I have always believed, and still do, that public universities are unique and irreplaceable institutions. They are amazing places. I want to thank the students and faculty of this generation, and the next, who are actively working to oppose the corporatization of universities in Canada and around the world.
CHAPTER ONE
THE CORPORATE TAKEOVER OF THE UNIVERSITY
I n 2012, Quebec students undertook a series of protests opposing the provincial governments planned tuition increases . The 75 percent fee hike was included in the budget of the Liberal government of Premier Jean Charest. These protests quickly expanded into a broader popular movement and province-wide student strike. On May 22, 2012, the one-hundredth day of the strike, demonstrations took place across the province with students staging a massive rally in Montreal that brought hundreds of thousands of activists into the streets. CLASS , the student federation leading the strike movement, described the march as the single biggest act of civil disobedience in Canadian history (Mennie et al. 2012). During the uprisings, Quebec students faced police repression, thousands of arrests and a new law aimed at criminalizing dissent. The provisions of the new law contravened the Quebec and Canadian charters of rights, and included unprecedented restrictions on public protest activity (Annis 2012).
Quebec s striking students received widespread support from parents, teachers, unions, public sector workers and university professors. One of the groups involved in the movement was Angry Mothers in Solidarity, who launched frequent and spontaneous marches. High school students also staged solidarity walkouts and had a strong presence in the demonstrations. Nightly casserole protests (marked by the banging of pots and pans from apartment balconies and streets) and neighbourhood assemblies took place across the province, with solidarity rallies also being held across Canada and in other countries. This high level of support for the Quebec students resulted from the fact that the movement became, over time, a larger social and political struggle against educational commodification and a new social and economic vision of Canadian society (Camfield 2012).

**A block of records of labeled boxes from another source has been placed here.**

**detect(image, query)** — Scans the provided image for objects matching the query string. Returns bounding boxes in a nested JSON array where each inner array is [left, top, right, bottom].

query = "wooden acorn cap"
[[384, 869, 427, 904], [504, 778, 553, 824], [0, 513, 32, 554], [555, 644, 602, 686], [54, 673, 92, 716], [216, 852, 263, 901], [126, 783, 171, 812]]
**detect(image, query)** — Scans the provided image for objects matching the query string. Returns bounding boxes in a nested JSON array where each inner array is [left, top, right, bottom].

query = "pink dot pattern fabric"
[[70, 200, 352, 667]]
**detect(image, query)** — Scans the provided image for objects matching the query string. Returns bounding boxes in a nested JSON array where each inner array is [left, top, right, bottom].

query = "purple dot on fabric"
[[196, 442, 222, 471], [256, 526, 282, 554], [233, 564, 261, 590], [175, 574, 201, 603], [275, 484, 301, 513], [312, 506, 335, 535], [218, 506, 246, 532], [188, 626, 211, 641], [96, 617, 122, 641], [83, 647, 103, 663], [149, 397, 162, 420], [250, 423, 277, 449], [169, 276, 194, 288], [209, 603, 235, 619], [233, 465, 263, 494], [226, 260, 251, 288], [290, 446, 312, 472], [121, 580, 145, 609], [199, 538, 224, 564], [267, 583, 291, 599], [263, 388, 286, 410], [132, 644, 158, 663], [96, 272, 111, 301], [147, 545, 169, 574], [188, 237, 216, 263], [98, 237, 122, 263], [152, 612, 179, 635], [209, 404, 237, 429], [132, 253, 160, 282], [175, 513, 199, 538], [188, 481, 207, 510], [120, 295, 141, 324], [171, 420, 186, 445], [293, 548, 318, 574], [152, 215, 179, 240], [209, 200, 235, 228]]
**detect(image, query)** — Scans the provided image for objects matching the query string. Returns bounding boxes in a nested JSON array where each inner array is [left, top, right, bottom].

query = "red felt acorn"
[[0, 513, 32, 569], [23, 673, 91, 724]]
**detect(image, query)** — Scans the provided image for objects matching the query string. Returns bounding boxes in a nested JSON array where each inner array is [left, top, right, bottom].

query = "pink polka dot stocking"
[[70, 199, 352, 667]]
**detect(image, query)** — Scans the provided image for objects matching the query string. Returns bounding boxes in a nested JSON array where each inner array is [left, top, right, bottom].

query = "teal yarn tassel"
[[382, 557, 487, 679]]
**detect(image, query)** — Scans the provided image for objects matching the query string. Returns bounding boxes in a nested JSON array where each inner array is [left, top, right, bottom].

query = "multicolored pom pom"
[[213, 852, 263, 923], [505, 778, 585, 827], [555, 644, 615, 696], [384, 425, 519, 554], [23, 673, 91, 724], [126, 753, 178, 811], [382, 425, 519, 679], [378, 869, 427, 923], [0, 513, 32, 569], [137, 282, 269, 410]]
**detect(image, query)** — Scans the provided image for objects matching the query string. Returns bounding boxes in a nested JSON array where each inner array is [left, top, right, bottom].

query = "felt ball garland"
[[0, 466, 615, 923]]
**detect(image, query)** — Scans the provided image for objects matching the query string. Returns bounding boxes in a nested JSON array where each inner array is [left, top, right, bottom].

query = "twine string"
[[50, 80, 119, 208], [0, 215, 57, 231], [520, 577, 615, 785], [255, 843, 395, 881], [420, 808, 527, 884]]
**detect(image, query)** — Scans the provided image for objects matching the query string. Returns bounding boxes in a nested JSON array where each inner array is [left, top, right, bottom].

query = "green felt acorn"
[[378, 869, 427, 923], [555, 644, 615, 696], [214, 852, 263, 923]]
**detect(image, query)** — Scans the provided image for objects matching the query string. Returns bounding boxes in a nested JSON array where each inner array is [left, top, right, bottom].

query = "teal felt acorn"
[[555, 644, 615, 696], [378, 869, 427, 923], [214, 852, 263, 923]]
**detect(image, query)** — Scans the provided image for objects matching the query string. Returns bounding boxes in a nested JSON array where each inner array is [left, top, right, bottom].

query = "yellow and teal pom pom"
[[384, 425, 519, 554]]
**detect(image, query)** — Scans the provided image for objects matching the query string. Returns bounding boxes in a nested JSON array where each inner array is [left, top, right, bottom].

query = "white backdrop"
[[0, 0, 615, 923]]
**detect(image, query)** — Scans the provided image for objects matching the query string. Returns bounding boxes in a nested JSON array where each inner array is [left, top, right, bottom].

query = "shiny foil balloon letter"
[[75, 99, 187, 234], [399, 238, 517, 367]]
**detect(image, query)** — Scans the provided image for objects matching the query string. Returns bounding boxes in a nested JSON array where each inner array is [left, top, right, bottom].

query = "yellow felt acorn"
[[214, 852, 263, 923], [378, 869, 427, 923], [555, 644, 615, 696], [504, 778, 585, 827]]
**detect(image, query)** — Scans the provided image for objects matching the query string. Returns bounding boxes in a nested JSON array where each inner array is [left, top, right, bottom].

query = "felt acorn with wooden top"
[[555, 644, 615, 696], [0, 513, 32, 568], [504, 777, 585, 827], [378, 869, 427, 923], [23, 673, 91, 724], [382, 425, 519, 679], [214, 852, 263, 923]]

Similar student movements have surfaced in other parts of the world. In 2009, for example, the most dramatic U.S. student mobilizations since the 1970s took place, with thousands of California university students taking part in a mass walk-out and a series of occupations across the entire University of California system (Wollan and Lewin 2009). These protests were in response to a decision to increase tuition fees and other cutbacks to universities, which followed a series of similar actions that had already compromised a post-secondary system once known as one of the finest in the world. Also in 2009, universities in France were disrupted by strikes and occupations in opposition to President Nicolas Sarkozys proposed neoliberal reforms, while student groups in Austria occupied university classrooms for an entire semester to contest university financing proposals. Two years later in Greece, hundreds of schools and university departments came under student occupation as the government faced mounting opposition to its higher education agenda (Marseilles 2011). Perhaps the most visible confrontations over university restructuring in Europe took place in 2010 in England, where citizens and activists aggressively challenged austerity measures, such as funding cuts to higher education and proposed tuition increases of nearly 300 percent (Coughlan 2010). These events are only a small sample of the wide range of education-based activism taking place around the world.